El giro hacia lo ancestral: la UNAM y sus piedras de identidad

La transformación llegaría en los años cincuenta. Cuando la UNAM encomendó a O’Gorman el recubrimiento de la Biblioteca Central en su nuevo campus, algo cambió fundamentalmente en su visión. En lugar de aceptar una arquitectura internacional descontextualizada, O’Gorman concibió un mosaico monumental de 4,000 metros cuadrados de piedra natural que convertía la fachada en un fresco tridimensional. Utilizó el tezontle —esa piedra volcánica roja característica del altiplano mexicano— como si fuera un pincel, creando composiciones que evocaban códices prehispánicos y narrativas de la historia nacional.

Esta decisión no fue estética caprichosa. O’Gorman argumentaba que la modernidad no podía ser un injerto europeo sin raíces locales. Un edificio moderno en México debía hablar en mexicano. El material, la forma, la ornamentación reinterpretada a través de la tecnología contemporánea, debían contar historias que sus usuarios reconocieran. La Biblioteca Central se convirtió en su manifiesto: modernidad con memoria.

De la ingeniería a la poesía visual

Lo fascinante es que ambas fases de O’Gorman no fueron abandono de principios, sino expansión de ellos. El joven arquitecto que diseñaba escuelas económicas seguía creyendo en la democratización. La diferencia era que el O’Gorman maduro comprendía que la democracia también requería belleza, identidad, reconocimiento cultural. Un pueblo que habita espacios anónimos pierde narrativa; un pueblo cuya arquitectura dialoga con su pasado recupera dignidad.

Su legado trasciende los edificios. O’Gorman demostró que los arquitectos latinoamericanos no tenían que elegir entre ser modernos o ser auténticos. La verdadera modernidad, sugería con cada proyecto, es aquella que integra la complejidad local en el lenguaje universal de la forma.

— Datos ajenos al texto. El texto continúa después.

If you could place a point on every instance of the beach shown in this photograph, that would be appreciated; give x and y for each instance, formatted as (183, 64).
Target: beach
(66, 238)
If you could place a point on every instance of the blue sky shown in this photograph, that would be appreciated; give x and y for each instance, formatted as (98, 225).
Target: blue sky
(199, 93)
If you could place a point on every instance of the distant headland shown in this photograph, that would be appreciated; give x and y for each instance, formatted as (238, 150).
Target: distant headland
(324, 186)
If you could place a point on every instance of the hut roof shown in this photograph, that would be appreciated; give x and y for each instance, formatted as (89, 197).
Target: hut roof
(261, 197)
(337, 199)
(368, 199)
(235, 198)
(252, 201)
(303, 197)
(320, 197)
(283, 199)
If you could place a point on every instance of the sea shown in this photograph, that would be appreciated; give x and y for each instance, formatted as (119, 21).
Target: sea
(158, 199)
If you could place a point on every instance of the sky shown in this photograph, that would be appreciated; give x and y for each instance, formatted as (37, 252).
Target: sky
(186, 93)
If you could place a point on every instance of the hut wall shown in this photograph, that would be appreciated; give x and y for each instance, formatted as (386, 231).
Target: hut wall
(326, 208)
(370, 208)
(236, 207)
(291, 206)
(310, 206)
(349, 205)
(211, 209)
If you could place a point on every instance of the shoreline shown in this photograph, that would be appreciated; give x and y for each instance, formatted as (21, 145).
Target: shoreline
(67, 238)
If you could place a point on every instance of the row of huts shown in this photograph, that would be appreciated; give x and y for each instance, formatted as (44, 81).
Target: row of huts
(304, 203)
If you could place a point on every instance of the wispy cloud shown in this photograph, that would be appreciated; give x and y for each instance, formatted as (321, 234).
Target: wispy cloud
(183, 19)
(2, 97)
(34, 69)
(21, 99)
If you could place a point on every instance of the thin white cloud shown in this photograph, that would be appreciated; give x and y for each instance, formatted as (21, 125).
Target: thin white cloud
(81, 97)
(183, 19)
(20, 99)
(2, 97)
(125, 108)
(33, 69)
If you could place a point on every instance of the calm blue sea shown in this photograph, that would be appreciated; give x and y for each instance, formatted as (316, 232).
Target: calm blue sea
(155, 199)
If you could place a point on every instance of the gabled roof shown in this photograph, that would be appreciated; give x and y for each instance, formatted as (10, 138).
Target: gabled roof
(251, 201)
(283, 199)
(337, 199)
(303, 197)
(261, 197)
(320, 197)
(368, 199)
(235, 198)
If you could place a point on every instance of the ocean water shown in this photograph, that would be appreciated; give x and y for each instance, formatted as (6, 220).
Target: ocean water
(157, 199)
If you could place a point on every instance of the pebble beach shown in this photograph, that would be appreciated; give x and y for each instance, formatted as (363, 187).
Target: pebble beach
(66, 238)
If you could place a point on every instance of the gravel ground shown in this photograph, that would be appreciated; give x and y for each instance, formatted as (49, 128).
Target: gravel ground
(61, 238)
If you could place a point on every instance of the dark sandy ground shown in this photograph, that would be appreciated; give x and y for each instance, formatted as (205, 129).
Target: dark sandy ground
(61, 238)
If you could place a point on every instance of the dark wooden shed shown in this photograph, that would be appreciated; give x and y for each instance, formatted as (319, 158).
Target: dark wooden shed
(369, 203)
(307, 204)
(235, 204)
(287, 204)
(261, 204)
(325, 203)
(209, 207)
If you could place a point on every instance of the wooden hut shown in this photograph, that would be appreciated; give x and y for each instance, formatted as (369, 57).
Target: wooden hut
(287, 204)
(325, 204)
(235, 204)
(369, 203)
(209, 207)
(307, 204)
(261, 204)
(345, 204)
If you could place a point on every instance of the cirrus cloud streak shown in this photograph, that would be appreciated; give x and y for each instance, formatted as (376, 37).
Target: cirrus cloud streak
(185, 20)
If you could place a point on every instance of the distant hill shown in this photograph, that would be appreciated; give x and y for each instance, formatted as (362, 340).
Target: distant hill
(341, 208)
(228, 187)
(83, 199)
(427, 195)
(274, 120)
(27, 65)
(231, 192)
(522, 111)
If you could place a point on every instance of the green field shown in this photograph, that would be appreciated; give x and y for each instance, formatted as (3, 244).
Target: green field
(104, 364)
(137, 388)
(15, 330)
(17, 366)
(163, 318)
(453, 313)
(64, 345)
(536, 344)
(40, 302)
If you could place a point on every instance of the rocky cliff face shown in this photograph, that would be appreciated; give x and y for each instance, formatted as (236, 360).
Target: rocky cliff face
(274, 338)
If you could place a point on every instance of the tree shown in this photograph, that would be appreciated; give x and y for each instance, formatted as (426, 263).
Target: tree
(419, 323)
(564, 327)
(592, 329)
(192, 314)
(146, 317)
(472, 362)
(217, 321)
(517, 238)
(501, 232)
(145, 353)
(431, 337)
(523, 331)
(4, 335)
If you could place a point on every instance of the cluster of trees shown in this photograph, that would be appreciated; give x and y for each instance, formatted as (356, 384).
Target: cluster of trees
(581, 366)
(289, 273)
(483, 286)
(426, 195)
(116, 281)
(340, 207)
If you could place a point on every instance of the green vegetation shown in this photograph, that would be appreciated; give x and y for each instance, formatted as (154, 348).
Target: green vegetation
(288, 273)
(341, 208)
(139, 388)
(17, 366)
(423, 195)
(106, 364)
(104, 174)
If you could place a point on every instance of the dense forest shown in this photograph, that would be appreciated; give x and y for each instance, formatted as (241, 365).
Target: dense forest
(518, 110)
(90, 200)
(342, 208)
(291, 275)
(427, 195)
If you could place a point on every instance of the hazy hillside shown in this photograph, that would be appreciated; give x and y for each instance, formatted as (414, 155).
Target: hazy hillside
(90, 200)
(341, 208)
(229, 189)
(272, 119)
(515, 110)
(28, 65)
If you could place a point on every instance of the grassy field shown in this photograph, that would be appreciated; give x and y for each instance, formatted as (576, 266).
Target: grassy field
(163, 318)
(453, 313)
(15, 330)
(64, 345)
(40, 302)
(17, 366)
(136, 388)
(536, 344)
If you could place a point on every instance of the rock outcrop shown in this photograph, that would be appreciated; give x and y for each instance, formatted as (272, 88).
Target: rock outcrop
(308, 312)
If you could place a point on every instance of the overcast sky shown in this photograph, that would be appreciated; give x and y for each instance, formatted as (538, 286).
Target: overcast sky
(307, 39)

Las generaciones posteriores de creadores en México, desde Luis Barragán hasta arquitectos contemporáneos, encontraron en su trabajo una hoja de ruta: la innovación no niega la raíz; la radicaliza.

Hoy, sus escuelas siguen educando, sus casas-estudio siguen inspirando, y la Biblioteca Central de la UNAM sigue siendo un recordatorio de piedra volcánica de que la arquitectura es política, poesía y pedagogía simultáneamente. Juan O’Gorman entendió esto antes que nadie, y la vistió de piedra.